Talking with Lumi Tan from The Kitchen

Last week, we met with curator Lumi Tan of The Kitchen! The Kitchen is a multidisciplinary, non-profit art space, hosting both gallery spaces for fine art as well as theaters for performance art, concerts, etc. The Kitchen has a long history in the New York contemporary art scene, having now existed for five decades since it was founded in 1971 as an artist collective primarily for the new realms of video and performance arts. With such a long history, star artists now essential to the art history pantheon have had their careers launched at The Kitchen, such as Cindy Sherman, Robert Mapplethorpe, as well as famous musicians having performed there early in their careers such as Philip Glass.

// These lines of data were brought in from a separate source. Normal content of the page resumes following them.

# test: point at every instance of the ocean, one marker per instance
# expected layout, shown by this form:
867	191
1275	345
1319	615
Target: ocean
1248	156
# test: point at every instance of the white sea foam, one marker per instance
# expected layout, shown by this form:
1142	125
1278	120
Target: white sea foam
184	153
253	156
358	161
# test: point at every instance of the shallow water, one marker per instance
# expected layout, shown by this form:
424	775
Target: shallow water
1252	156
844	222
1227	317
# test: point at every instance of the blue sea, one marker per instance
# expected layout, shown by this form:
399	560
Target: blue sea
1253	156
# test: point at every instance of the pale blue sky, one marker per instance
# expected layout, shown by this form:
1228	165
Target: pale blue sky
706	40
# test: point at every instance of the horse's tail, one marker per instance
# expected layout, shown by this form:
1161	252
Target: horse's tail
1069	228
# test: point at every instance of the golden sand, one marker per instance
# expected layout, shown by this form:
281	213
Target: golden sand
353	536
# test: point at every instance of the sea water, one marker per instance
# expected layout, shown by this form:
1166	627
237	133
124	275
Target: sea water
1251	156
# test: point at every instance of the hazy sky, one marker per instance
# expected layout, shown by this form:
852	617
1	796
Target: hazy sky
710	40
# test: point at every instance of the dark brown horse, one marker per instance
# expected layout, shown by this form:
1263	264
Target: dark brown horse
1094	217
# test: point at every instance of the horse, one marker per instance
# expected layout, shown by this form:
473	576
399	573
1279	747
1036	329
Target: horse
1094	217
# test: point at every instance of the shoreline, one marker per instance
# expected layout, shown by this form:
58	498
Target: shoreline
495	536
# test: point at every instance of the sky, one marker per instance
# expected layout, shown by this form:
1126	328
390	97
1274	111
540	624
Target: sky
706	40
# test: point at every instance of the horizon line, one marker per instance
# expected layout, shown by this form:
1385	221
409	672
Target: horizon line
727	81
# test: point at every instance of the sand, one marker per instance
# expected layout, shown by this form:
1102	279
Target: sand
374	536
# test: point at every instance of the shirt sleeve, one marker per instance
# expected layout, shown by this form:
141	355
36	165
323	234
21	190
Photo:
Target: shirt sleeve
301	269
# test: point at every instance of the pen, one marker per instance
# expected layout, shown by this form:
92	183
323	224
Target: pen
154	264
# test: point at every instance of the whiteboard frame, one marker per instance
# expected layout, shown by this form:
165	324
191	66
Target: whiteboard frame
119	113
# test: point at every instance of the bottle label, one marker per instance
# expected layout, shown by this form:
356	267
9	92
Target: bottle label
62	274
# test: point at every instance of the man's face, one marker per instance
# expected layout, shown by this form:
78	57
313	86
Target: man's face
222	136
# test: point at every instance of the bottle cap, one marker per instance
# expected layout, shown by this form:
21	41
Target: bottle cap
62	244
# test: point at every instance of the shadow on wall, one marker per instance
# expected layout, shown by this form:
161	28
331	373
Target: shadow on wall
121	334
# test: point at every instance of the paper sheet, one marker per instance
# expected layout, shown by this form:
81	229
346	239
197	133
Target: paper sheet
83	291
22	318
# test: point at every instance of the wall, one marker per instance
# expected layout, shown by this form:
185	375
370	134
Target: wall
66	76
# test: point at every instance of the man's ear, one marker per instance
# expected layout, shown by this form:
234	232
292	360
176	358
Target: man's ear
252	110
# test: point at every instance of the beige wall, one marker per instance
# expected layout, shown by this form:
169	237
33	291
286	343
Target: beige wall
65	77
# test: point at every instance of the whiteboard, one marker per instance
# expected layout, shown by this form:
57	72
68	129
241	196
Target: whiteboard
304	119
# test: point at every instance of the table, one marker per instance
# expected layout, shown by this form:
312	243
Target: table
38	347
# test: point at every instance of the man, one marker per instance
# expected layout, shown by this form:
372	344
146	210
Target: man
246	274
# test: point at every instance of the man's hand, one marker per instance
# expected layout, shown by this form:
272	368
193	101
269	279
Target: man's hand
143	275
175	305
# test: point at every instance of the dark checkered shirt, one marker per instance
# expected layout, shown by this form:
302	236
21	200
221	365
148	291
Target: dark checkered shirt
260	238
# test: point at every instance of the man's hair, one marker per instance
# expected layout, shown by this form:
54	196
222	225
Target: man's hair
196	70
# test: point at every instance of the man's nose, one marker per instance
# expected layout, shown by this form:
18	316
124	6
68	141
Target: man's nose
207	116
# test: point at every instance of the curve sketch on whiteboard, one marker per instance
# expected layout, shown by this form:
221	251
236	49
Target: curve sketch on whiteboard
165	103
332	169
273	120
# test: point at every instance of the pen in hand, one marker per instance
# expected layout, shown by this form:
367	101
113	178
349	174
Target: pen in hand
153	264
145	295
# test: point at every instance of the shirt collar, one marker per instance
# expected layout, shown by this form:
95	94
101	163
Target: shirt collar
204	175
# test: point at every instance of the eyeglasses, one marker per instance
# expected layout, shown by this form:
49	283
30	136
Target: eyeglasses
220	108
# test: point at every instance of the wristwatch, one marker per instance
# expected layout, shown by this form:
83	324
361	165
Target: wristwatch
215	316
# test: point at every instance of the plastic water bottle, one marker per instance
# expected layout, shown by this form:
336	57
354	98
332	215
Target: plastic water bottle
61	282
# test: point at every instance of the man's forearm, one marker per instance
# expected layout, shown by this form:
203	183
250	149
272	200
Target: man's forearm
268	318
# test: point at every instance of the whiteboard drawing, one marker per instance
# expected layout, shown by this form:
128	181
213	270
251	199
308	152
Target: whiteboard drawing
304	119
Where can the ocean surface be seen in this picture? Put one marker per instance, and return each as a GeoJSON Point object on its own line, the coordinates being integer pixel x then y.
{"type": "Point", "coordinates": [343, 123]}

In the future if things go back to “normal” and The Kitchen is operating normally again, I’m thrilled at the prospect of visiting. I love that this is a space for art’s sake, without the interference of money or the art market due due its non-profit nature. As these are works, pieces, and performances are made without the intention of being sold, I’m sure there’s potential for unbridled creativity instead of giving into the whims of what’s wanted in the market currently. And as someone who isn’t familiar with theater and performance art, I’m really excited to dive into these worlds, especially in a space that’s also tied to the more familiar visual/fine arts.

The Kitchen

Not having met with a curator yet, I was a bit intimidated going into the meeting, but it was very casual and Tan was extremely friendly and down to earth! She delved into her career beginnings, having graduated with a BA in art history, then working for-profit gallery jobs/internships, such as one abroad in France. She then began an internship at MoMA PS1, then gaining a full-time curation position there. It was really interesting and actually heartening to hear that she had never finished her graduate studies degree but nonetheless obtained these curation positions at PS1 and The Kitchen. I feel as though most jobs today in academia, the art world, etc. require multiple degrees (often for low pay and are extremely competitive), but it’s good to see that some employers value experience, skills, etc. rather than only degrees, especially in such regarded institutions. She also talked a bit about what a regular day at her job might be like, separating her days into two groups with the first involving installing shows/doing tech for performances, and the other days involving visiting artist studios as well as doing more administrative work such as fundraising, outreach, and thinking of future projects. I really admire how much she has on her plate in terms of the jobs she does at The Kitchen, but it also seems like two entirely different worlds curating fine art shows versus performances.